Francis Bebey est mort il y a 20 ans. Paix éternelle à son âme! Bebey fut un très grand écrivain, musicologue et artiste. Je ne l'ai rencontré qu'une seule fois de ma vie. Ce fut à Fribourg en 1988 au colloque "Présence des cultures africaines" organisé par l'UNESCO. Il était là, avec Aminata Sow Fall, représentant deux générations d'écrivains africains de l'après-indépendance. Le hasard a fait que je sois à côté de lui dans la salle du colloque. Ne le connaissant pas et ne sachant surtout pas qu'il serait là, j'avais juste pris la place qui était libre à côté de Mr Bebey. Le même Bebey dont j'avais le roman Le fils d'Agatha Moudio, paru en 1967, à la fin de mes études de philosophie à Mayidi. Ce roman, un des rares que j'avais lu, m'avait impressionné par sa mise en scène comique qui montrait un couple noir qui a engendré un enfant métis. Mari cocu bien entendu! Il avouera à Fribourg 20 ans plus tard que l'oeuvre musicale eut plus de succès que l'oeuvre romanesque. Je pense à mon ami Antoine-Faustin Mampuya qui aimait écouter la version musicale, en ajoutant des commentaires que lui seul était capable de créer. Je voudrais dire que j'ai vécu cette oeuvre comme on dit chez nous à plusieurs niveaux: en tant que lecteur philosophe plutôt que littéraire, en tant que mélomane avec les amis, et en tant que témoin privilégié de son "histoire" avec l'auteur-compositeur d' "Agatha ne ment pas, ce n'est pas mon fils." Je détiens encore une photo en compagnie du célèbre écrivain.
Plus tard, étudiant les mythes ancestraux et leurs survivances dans la société moderne, je suis tombé sur Le Ministre et le griot, du même Francis Bebey.
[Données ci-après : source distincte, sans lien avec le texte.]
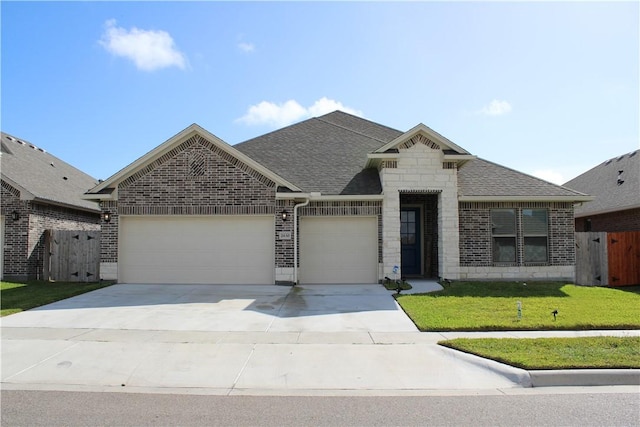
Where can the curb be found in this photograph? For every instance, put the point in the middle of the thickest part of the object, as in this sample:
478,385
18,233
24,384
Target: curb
517,375
585,377
553,378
La plume de Bebey s'est montrée encore plus incisive dans l'exposition des fissures sociales qui minent la société moderne. Rappel de l'histoire identitaire. Quel que soit le clivage de la vie, un chef reste chef et un griot griot. Seulement voilà que la mère du ministre refuse, classe sociale oblige, de se mettre à table avec le premier ministre. Et pour cause? Ce dernier est griot par son père et son grand-père et son arrière-grand-père. Peu importe la position puissante qu'il occupe dans la société, le premier ministre est indigne de sièger à la table des "chefs". Ironie de l'histoire. La société née des indépendances - des Soleils des indépendances selon Kourouma, transgresse fondamentalement les coutumes et les usages jadis en vigueur. Ce poignant témoignage vient tout droit de l'imaginaire de Francis Bebey.
Francis Bebey a aussi composé une chanson intitulée "Kinshasa" que Lucien Tshimpumpu passait comme générique de son émission "Sport et Musique". C'est vieux tout ça. Mais quand on prend de l'âge, de tels souvenirs vous reviennent comme des étincelles dans les trous de votre mémoire. J'imagine que ce fut en langue douala, j'ai retenu entre autres "bana ba Zaïre" dans la chanson. Une belle mélodie à la fois romantique et superbement envoûtante. Je dois avouer que je découvris trop tard cette filiation entre le musicien et l'écrivain Bebey. A Fribourg, il avait son sanza pour animer la gallerie des participants au colloque.
Bebey, vous resterez à jamais vivant dans la mémoire de vos lecteurs et mélomanes. Honneur et respect.